Polski Związek Piłki Nożnej to miejsce, na które spoglądają właściwie wszyscy, niezależnie od tego, w jakim stopniu interesują się futbolem. Obecne szefostwo, na czele z prezesem Cezarym Kuleszą, zaliczyło już kilka wpadek, czy to sportowych, czy wizerunkowych. Przykłady? Wybór na selekcjonera reprezentacji Polski Fernando Santosa czy tzw. afera premiowa, która wybuchła w trakcie MŚ 2022.
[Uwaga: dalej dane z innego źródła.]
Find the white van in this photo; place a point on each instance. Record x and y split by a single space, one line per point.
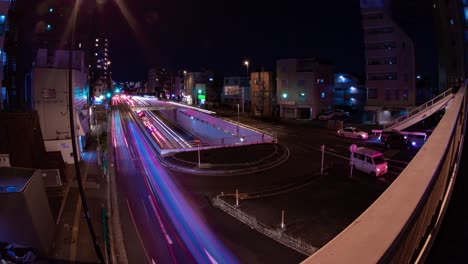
369 161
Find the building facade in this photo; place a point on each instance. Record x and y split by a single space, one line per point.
451 27
99 66
390 81
4 8
236 90
160 82
304 87
196 87
263 86
51 91
349 91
Andrzej Padewski kieruje dolnośląską centralą piłkarską nieprzerwanie od 2010 roku. Wówczas przejął schedę w Dolnośląskiego Związku Piłki Nożnej po Jerzym Kozińskim. Podczas konferencji DZPN z 3 stycznia b.r. prezes Padewski ogłosił kilka istotnych kwestii. Najważniejszymi były: rezygnacja z ubiegania się o kolejną kadencję prezesa dolnośląskiej federacji, wskazanie kandydata na swojego następcę (Łukasz Czajkowski, współpracownik Padewskiego) oraz sugestia… chęci startu w wyborach na szefa PZPN.

– Zmieniło się o tyle, że policzyłem szable. Mam 1/6 głosów już gotowych, czyli 11 głosów dolnośląskich, przy 60 głosach, które gwarantują wybór na prezesa PZPN. Czyli wychodzi na to, że warto powalczyć – przyznał podczas piątkowej konferencji Dolnośląskiego Związku Piłki Nożnej szef regionalnej centrali.
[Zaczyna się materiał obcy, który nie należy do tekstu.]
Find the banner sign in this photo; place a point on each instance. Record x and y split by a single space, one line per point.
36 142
Spotkaliśmy się z Padewskim we Wrocławiu i porozmawialiśmy, specjalnie dla „Wprost”, nie tylko o nadchodzących wyborach, ale na wiele innych, piłkarskich tematów.

Rozmowa z Andrzejem Padewskim, prezesem Dolnośląskiego Związku Piłki Nożnej

Maciej Piasecki („Wprost”): Jesteśmy w siedzibie DZPN, mieszczącej się na legendarnym stadionie przy ulicy Oporowskiej. Nie mogę zatem rozpocząć tej rozmowy inaczej, niż od pytania o pańską diagnozę problemów Śląska Wrocław. Dlaczego kolejny raz przerabiana jest historia z gatunku: Od sukcesu do klęski?

Andrzej Padewski (prezes Dolnośląskiego Związku Piłki Nożnej): To prawda, że Śląsk Wrocław od wielu lat boryka się z problemami różnego rodzaju. Nie tylko sportowymi, ale również organizacyjnymi. Wiadomo też, jaka jest struktura funkcjonowania klubu.

Ja pamiętam czasy, w których Śląsk wylądował w III lidze (sezon 2003/04 dop. eMPe). Spadł z hukiem, sezon po sezonie, z pierwszoligowego do trzecioligowego grania.

TOR Dobrzeń Wielki przyjeżdżał na ten stadion i zgarniał trzy punkty.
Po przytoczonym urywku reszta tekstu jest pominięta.